System architecture design professional skills · Software Engineering (1) [System Architect]
Advanced system architecture design skills · Software architecture concepts, architectural styles, ABSD, architecture reuse, DSSA (1) [System Architect]
Advanced system architecture design Skills · System quality attributes and architecture assessment (2) [System Architect]
Advanced skills in system architecture design · Software reliability analysis and design (3) [System Architect]

1. Database concept

1.1 Data model

Data models are divided into: hierarchical model, network model, object-oriented model, and relational model.

The three elements of a data model are: data structure, data operations, and data constraints.

Data constraints include:
(1) Entity integrity:
(2) Referential integrity:
(3) User-defined integrity:

1.2 Database view

A view does not actually exist in the database, but is a virtual table.
Insert image description here

2. Database model

Databases generally adopt a three-level model. System developers need to reduce the complexity of the user shielding system and simplify the interaction between users and the system through abstraction at three levels: view layer, logical layer and physical layer.
From the perspective of database management systems, databases are also divided into external schemas, conceptual schemas and internal schemas.
Insert image description here
The database system provides two-level images between three-level schemas: conceptual schema/internal schema image, and external schema/conceptual schema image. These two levels of imaging ensure that the data in the database has high logical independence and physical independence.

Database three-level schema

external mode conceptual model internal mode
Also called sub-mode or user mode, it is used to describe the logical structure of the part of data that users see or use. Users use data manipulation statements or applications to operate data in the database according to the external mode.
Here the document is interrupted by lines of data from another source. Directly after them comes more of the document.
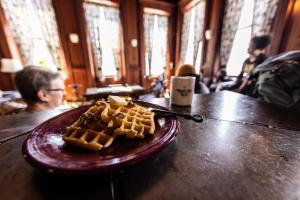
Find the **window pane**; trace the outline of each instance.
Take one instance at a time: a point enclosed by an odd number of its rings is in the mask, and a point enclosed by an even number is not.
[[[120,12],[118,8],[84,3],[97,76],[120,78]]]
[[[247,49],[251,38],[251,27],[236,32],[233,46],[227,63],[227,75],[237,76],[243,67],[243,62],[248,58]]]
[[[1,6],[25,65],[60,68],[61,47],[51,0],[1,0]]]
[[[196,62],[197,65],[201,64],[204,17],[205,0],[200,1],[183,15],[180,52],[183,64],[194,66],[196,66]],[[197,68],[200,71],[200,66]]]
[[[164,73],[167,61],[168,17],[144,13],[146,75]]]
[[[247,0],[244,2],[238,30],[235,34],[227,62],[227,74],[229,76],[237,76],[242,70],[245,59],[249,56],[247,49],[251,40],[253,5],[253,0]]]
It is a description of the logical structure and characteristics of all data in the database, and is a common data view for all users. It is a description of the physical structure and storage method of data, how data is represented within the database, and defines all internal record types, indexes, and file organization methods.
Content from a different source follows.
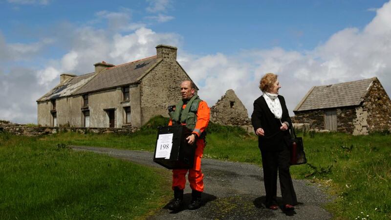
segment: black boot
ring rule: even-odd
[[[167,207],[172,211],[179,211],[182,208],[183,190],[177,187],[174,188],[174,198],[169,203]]]
[[[196,190],[192,191],[192,202],[187,207],[189,209],[194,210],[201,206],[201,193]]]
Database two-level imaging

logical independence physical independence
Corresponds to the mapping between external schema and conceptual schema. It means that the application program is independent of the logical structure in the database. When the logical structure of the data changes, the application program remains unchanged. Corresponds to the mapping between conceptual schemas and internal schemas. It means that the application and the data on the disk are independent of each other. When the physical storage of data changes, the application does not change

3. Relational Database

3.1 Relational model

The three elements of a data model are: data structure, data operations, and data constraints.

Relational model expression
form 1:
student (student number, name, age, class number)

Form 2:
Student (U, F)
U = {student number, name, age, class number}
F = {student number → name, student number → age, student number → class number}

Basic concept:
order or degree: the number of attributes in the relationship pattern.
Candidate key (candidate key): The value of an attribute or attribute group in a relationship, and uniquely identifies a tuple.
Primary key (primary key): If there are multiple candidate keys in a relationship, select one of them as the primary key.
Primary attributes and non-primary attributes: The attributes that make up the candidate code are the primary attributes, and the others are non-primary attributes.
Foreign key (foreign key): The code of other relationships is the foreign key.
Full code: All attribute groups of the relationship pattern are candidate codes for this relationship.

Integrity constraints:

  • Entity integrity constraint: stipulates that the main attributes of the basic relationship cannot take null values.
  • Referential integrity constraints: references between relationships, primary keys or null values ​​of other relationships.
  • User-defined integrity constraints: determined by the application environment.
  • trigger:

3.1 Relational operations

Union (∪) : The union of relations R and S is the set consisting of tuples belonging to or belonging to S.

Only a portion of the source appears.